Tutulmuş gidiyordum bir yangına,
Önümü göremeden,
elini tutamadan. Ama iyi ki sevdiğim
İyi ki varlığının gölgesi kalbimde."🦌
_____________________
Hırkayı bir kenara atıp masanın başına geçtim. Haftaya Ankara'ya gidecektim. Dava günü gelmişti ve benim sunacağım elle tutulur bir kanıtım yoktu. Görgü tanığı diye getirdikleri adamın izini kaybetmiştik. Mahkemeye daha önce sunduğum deliller dışında elimde bir şey yoktu. Telefonumun çalmasıyla yerimden kalkıp hırkanın cebinde telefonu aradım. Ses yakında geliyordu ama hırkanın cebinde değildi. Etrafa bakındıktan sonra sesin üzerimden geldiğini anladım. Kafam öyle karışık ve yoğundu ki ben dahi ne yaptığı anlamlandıramıyordum. Arayan Kerimdi.

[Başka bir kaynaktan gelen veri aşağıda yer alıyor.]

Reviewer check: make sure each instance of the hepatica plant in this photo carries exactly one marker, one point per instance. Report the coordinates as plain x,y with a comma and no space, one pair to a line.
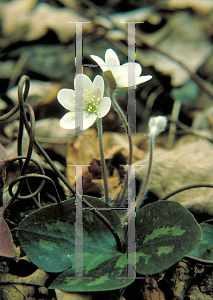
164,231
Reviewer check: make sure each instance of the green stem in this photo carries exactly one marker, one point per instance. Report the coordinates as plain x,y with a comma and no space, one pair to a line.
103,164
129,213
128,132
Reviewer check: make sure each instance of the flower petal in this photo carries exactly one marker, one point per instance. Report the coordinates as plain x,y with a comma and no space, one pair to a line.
104,107
99,61
68,121
84,81
66,98
122,81
111,54
98,83
88,120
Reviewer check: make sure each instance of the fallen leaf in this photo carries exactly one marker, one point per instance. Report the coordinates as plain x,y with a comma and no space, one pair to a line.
187,163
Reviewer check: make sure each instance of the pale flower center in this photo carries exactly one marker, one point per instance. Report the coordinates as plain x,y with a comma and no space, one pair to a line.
90,104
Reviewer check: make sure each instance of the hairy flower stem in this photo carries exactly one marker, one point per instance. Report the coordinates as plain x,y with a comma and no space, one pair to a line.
103,164
139,199
128,132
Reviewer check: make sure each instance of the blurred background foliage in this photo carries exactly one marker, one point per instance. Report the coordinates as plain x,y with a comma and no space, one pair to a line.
174,44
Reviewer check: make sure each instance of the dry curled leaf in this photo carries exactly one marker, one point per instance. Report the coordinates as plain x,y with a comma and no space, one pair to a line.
189,162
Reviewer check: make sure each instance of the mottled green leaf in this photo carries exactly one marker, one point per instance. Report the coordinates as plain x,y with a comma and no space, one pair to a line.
165,233
48,235
204,251
99,275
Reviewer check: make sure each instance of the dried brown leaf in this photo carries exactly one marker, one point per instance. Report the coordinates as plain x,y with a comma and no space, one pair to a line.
189,162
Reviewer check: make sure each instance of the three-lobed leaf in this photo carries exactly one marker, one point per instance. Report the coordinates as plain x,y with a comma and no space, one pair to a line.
165,233
48,236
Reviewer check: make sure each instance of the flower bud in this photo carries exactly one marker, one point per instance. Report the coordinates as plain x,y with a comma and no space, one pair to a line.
157,125
110,79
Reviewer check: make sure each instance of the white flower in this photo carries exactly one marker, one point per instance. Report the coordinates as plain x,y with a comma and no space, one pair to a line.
90,106
120,72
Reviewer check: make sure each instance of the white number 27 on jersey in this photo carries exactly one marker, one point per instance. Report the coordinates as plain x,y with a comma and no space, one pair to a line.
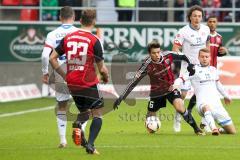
78,64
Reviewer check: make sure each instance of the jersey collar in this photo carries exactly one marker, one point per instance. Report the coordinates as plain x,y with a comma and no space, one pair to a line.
66,26
190,26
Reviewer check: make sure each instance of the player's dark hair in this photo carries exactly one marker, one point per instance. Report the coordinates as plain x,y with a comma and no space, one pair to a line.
153,44
212,16
192,9
88,17
206,50
66,12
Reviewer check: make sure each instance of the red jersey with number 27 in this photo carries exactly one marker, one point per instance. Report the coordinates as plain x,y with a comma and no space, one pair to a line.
82,49
215,44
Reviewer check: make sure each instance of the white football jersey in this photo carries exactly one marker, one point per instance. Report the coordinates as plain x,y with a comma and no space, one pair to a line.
192,41
204,84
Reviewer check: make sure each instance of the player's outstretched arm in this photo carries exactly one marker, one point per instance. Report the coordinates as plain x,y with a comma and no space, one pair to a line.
138,76
45,62
54,62
179,57
222,51
103,71
221,90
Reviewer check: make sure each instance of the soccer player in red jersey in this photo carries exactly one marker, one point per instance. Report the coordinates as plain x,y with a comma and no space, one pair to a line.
158,66
82,50
216,44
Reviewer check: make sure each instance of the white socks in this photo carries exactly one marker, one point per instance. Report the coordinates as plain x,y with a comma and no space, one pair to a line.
209,119
62,125
84,126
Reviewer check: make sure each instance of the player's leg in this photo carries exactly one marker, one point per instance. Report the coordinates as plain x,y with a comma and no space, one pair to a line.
224,120
155,104
208,116
204,125
95,129
62,122
95,102
192,103
175,99
62,98
177,117
82,117
228,129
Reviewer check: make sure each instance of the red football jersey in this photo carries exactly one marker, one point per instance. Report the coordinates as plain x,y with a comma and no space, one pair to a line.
215,44
160,73
82,49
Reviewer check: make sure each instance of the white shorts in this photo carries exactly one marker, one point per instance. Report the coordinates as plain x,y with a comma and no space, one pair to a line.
62,92
186,86
219,114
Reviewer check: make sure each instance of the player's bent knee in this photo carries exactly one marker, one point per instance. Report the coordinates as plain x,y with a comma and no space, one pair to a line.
178,104
62,105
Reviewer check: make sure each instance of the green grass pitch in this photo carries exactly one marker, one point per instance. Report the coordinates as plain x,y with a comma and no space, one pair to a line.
33,136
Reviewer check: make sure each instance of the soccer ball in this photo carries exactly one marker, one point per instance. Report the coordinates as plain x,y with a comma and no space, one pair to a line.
152,124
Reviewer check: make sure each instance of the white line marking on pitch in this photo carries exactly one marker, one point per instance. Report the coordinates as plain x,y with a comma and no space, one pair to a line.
26,111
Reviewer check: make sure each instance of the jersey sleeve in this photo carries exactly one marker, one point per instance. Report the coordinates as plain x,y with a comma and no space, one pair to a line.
179,57
60,48
141,72
49,42
179,38
98,51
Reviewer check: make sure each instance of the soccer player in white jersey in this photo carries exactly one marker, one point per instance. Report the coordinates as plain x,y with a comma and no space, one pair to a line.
189,40
53,39
205,81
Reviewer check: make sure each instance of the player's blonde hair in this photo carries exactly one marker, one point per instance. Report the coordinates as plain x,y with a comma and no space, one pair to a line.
194,8
206,50
88,17
67,13
153,44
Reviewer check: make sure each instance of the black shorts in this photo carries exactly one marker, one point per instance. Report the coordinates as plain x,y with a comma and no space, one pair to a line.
156,103
88,98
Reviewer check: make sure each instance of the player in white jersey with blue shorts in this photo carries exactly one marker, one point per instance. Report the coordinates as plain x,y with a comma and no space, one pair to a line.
53,39
205,81
189,40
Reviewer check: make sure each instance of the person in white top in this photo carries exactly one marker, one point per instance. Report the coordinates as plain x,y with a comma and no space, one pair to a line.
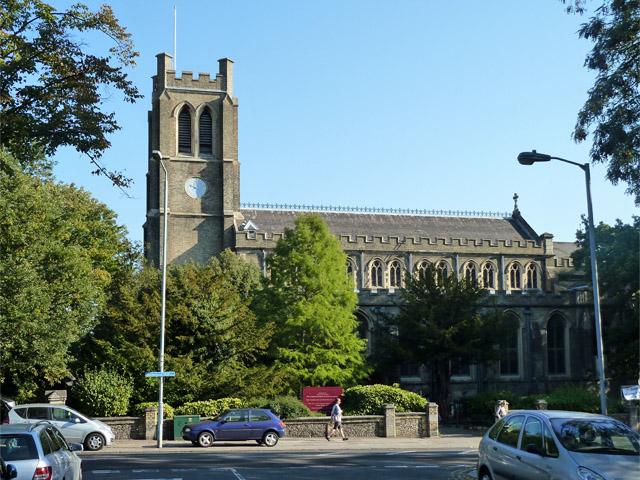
336,418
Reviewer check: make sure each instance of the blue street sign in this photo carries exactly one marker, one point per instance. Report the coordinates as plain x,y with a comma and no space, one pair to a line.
160,374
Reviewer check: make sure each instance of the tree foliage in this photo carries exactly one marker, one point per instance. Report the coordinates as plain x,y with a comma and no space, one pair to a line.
52,87
611,112
440,323
212,340
311,301
60,250
618,255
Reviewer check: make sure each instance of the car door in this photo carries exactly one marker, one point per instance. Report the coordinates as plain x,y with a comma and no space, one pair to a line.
501,455
533,464
235,426
259,422
71,426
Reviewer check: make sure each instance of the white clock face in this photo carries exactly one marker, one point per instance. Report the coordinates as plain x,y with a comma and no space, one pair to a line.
195,187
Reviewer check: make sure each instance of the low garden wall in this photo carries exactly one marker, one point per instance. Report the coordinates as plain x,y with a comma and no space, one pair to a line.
391,424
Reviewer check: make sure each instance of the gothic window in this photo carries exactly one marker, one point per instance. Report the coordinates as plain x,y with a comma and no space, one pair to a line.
442,272
532,276
515,276
351,271
556,346
184,130
205,132
488,276
421,268
376,274
395,274
509,347
471,273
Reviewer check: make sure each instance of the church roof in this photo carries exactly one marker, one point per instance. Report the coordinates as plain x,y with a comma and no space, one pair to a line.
375,224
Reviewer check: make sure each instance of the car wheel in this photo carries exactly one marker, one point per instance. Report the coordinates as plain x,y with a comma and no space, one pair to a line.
94,442
270,439
484,475
205,439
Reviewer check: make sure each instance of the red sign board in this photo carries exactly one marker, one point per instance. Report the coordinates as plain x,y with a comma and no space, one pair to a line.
320,399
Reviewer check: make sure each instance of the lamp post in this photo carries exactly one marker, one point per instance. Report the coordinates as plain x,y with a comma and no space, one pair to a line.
529,158
157,155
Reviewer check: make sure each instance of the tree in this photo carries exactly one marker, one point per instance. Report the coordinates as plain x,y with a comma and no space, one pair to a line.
52,88
213,341
618,255
60,249
439,323
311,301
612,109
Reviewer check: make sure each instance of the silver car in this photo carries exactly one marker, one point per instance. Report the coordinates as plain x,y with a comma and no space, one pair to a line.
38,451
558,445
75,427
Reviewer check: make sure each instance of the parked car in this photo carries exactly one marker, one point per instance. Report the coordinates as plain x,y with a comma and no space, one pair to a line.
75,427
38,451
558,445
257,424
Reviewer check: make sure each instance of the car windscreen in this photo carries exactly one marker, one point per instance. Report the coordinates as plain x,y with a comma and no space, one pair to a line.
15,447
600,436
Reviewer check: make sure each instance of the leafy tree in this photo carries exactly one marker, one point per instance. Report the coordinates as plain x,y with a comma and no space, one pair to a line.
440,323
618,255
60,251
212,338
52,88
311,301
612,109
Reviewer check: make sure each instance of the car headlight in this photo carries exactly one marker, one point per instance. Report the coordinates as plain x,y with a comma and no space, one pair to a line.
585,474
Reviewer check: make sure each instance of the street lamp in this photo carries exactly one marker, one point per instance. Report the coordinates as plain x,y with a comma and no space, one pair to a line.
529,158
157,155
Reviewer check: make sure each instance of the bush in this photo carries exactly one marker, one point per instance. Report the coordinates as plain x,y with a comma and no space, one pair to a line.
370,399
103,393
284,406
209,408
167,410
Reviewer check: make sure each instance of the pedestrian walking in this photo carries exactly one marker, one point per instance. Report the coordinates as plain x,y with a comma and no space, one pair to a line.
336,419
502,408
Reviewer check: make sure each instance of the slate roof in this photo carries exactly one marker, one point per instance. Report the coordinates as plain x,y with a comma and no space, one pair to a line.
344,223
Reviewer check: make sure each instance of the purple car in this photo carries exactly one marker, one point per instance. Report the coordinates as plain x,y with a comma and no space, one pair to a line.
257,424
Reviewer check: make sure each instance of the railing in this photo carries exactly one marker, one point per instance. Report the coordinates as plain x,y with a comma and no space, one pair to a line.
375,210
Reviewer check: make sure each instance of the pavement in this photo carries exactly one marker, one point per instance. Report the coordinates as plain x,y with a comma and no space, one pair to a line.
450,439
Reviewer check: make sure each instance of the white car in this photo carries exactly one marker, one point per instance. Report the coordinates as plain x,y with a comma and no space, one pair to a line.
75,427
38,451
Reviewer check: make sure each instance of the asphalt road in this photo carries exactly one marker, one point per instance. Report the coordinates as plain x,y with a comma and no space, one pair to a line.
266,464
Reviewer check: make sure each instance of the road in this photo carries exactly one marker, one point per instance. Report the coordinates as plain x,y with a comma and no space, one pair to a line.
268,464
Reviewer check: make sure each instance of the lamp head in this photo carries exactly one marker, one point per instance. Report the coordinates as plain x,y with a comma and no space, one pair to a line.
529,158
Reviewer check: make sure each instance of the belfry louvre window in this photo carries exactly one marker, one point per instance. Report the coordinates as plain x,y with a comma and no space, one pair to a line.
184,130
205,131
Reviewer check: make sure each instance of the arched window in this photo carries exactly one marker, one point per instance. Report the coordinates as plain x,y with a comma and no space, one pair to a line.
184,130
509,347
205,132
488,275
395,274
556,363
351,271
442,272
471,273
421,268
376,274
532,276
515,276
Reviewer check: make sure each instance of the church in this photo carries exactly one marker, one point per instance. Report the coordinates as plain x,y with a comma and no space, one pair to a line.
193,124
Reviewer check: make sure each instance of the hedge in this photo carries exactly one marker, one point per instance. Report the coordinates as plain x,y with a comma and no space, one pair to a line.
370,399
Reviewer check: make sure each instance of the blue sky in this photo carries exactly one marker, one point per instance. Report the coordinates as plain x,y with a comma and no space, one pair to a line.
405,104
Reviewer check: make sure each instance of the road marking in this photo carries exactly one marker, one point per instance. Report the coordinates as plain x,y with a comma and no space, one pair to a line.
238,476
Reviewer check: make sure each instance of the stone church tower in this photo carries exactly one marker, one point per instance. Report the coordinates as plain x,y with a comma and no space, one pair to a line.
194,125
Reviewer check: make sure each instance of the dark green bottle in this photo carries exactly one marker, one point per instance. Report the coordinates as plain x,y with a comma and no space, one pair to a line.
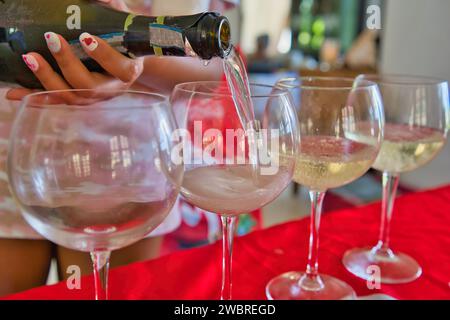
24,22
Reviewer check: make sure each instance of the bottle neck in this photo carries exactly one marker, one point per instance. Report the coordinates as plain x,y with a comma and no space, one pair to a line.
205,35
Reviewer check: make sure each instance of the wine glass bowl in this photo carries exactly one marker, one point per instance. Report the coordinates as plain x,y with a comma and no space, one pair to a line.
417,119
233,167
341,124
94,175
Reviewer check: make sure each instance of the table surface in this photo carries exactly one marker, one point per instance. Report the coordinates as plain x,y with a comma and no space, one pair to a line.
420,227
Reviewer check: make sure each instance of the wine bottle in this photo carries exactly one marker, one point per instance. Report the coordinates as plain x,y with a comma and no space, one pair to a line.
24,22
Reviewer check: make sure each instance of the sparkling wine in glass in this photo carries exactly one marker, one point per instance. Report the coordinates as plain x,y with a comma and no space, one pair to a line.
219,154
331,111
417,119
91,170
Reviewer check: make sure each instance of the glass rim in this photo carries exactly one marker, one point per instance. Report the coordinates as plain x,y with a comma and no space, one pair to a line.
348,83
26,102
402,79
181,87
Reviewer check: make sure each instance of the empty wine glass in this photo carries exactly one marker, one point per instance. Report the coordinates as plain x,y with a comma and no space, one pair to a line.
417,120
221,174
94,175
341,130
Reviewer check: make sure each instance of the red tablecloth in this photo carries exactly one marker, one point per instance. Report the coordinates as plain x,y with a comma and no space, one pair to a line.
420,227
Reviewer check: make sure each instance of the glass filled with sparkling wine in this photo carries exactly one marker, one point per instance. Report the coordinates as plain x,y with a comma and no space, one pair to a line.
417,119
91,170
231,168
333,113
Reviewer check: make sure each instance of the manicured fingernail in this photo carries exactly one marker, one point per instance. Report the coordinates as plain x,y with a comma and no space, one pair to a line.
31,62
53,42
88,41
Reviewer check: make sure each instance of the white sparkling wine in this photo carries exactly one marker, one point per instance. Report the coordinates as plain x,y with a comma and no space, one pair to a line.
407,148
326,162
230,190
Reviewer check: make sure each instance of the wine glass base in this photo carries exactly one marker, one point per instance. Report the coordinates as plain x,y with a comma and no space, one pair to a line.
286,287
394,269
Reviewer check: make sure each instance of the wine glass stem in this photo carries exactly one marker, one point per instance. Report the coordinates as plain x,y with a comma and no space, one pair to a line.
390,185
100,260
228,223
313,280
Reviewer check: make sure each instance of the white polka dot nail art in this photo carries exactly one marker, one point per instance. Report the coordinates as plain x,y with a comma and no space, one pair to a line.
31,62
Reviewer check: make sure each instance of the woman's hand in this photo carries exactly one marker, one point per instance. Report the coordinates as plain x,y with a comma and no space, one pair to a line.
121,71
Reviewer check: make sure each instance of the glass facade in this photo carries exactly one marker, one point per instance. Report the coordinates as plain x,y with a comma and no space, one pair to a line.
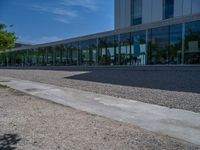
168,9
192,43
173,44
136,12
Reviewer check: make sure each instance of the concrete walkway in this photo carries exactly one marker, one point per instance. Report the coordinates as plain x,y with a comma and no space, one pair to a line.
180,124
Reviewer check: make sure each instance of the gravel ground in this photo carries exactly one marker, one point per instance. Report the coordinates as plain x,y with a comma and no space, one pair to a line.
171,88
30,123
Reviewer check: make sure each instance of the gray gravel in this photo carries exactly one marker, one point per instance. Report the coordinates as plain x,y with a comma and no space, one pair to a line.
30,123
172,88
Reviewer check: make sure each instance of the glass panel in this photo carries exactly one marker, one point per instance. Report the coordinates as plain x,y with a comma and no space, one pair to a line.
125,50
75,53
159,46
85,53
94,53
168,9
175,47
136,12
50,56
138,56
192,43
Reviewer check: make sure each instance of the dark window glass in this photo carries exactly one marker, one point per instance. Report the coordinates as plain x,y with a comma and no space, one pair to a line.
192,43
168,9
107,50
136,12
138,56
125,49
159,46
175,47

"Ne var yine Kerim.""Abi adamın cesedini bulmuş çocuklar." Dediği şeyle şok geçirmiştim.
"Ailesi perişanmış.""Nasıl olmuş iz var mı?"
"Bileklerini kesmiş abi. Her iki bileğinde de kesikler var fotoğrafları sana atıyorum." Telefonu hoparlöre alıp attığı fotoğraflara baktım. Kerim'in dediği gibi her iki bileği de kusursuz bir şekilde kesilmişti. İşte şimdi fırsat ayağıma gelmişti.
"Kerim beni iyi dinle. Kendilerini ele verdiler.""Abi kaç dakikadır o fotoğraflara baktım da bir şey bulamadım sen ne buldun ya hemen angut muyum ben gardaş?"
"Sus bi Kerim. Senin şu Ankara emniyetin de olan arkadaşınla aran nasıl?"
"İyi abi de ne alaka şimdi ben anlayamadım?"
"Ondan acil bir otopsi iste. Müdürlerine sunacağı sebep ise adam her iki damarına da üçten fazla delici bir kesik atamaz. Varsayalım ki attı ama bu adam sağ veya solak. Kullanmadığı eliyle kestiği taraf daha kusurlu olmalı. Dikkatli bakarsan adamın kolları düz bir açıyla çizilmiş."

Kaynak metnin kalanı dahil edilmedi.